The Role of SHROOM3 in Congenital Heart Disease


  • Grant Hammons Indiana University School of Medicine
  • Ally Aldrich Indiana University
  • Rebecca Douglas Indiana University
  • Catherine Guilfoy Indiana University
  • Nina J. Jain Indiana University
  • Ashleigh McMullan Indiana University
  • Princess Murray Indiana University
  • Caelen Rathke Indiana University
  • Mark Wakulchik Indiana University
  • Ellen Voskoboynik Indiana University
  • James B. Zwierzynski Indiana University
  • Matthew Durbin, MD Department of Pediatrics, Indiana University School of Medicine



Background and Hypothesis: Congenital heart defects (CHD) are the most common, and most frequently fatal birth defects, but most etiology remains unknown. We identified a patient with CHD and implicated a gene called SHROOM3. SHROOM3 binds Dishevelled2 which is the central cytoplasmic component of both canonical and noncanonical Wnt/planar cell polarity (PCP) signaling pathways. PCP drives cell movement and is important to embryogenesis and disruption causes CHD. We hypothesize CHD can result from SHROOM3-loss-of-function due to PCP disruption.

Project Methods: To interrogate SHROOM3’s role in CHD and PCP we utilized an established in vivo SHROOM3-loss-of-function model, Shroom3 gene trap mice (Shroom3gt). We also utilized a loss-of-function model for PCP membrane component VANGL2, (Vangl2+/-). We assayed genetic interaction between Shroom3 and Vangl2 during cardiac development by crossing singly heterozygous null mice to produce compound heterozygous embryos, harvested embryos, and performed histologic analysis for cardiac defects.

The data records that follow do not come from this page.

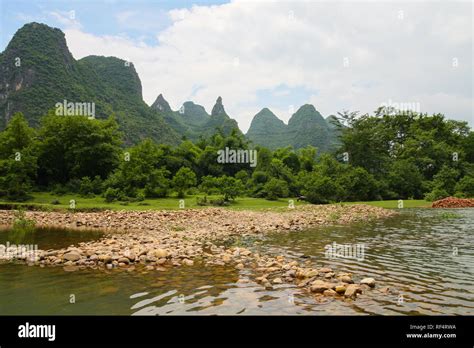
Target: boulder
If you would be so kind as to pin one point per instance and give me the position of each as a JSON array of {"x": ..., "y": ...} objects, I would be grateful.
[
  {"x": 352, "y": 290},
  {"x": 319, "y": 286},
  {"x": 369, "y": 281},
  {"x": 72, "y": 256}
]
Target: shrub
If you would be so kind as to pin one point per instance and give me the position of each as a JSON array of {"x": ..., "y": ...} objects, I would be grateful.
[
  {"x": 436, "y": 194},
  {"x": 275, "y": 188},
  {"x": 112, "y": 194}
]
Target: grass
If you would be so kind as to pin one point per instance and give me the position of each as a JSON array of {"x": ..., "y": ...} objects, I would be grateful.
[{"x": 43, "y": 201}]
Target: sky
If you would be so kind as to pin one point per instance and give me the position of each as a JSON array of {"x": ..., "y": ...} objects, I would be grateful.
[{"x": 336, "y": 55}]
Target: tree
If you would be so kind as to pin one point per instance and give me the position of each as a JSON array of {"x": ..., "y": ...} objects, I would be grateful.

We also utilized a human in vitro SHROOM3-loss-of-function model, a CRISPR-Cas9 edited SHROOM3 knockout HELA cell line. We assayed cell movement using a scratch assay.

Results: Compound heterozygous Shroom3+/gt;Vangl2+/- embryos had a three fold increase in heart defects compared to singly heterozygous Shroom3+/gt;Vangl2+/+ or Shroom3+/+;Vangl2+/- embryos (3 of 19 or 15.7%, versus 1 of 17 or 5.2%, and 1 of 19 or 4.8%, respectively), demonstrating a trend towards genetic interaction between SHROOM3 and VANGL2/PCP during cardiac development. The scratch assays demonstrated cell movement defects due to SHROOM3-loss-of-function consistent with increased cell movement.

Conclusion and Potential Impact: We demonstrate SHROOM3 interacts with Wnt/PCP during cardiac development. Further interrogation of SHROOM3’s role in Wnt signaling will provide insight into the mechanisms by which a novel CHD candidate participates in cardiogenesis and will improve CHD diagnosis, management, and therapeutic development.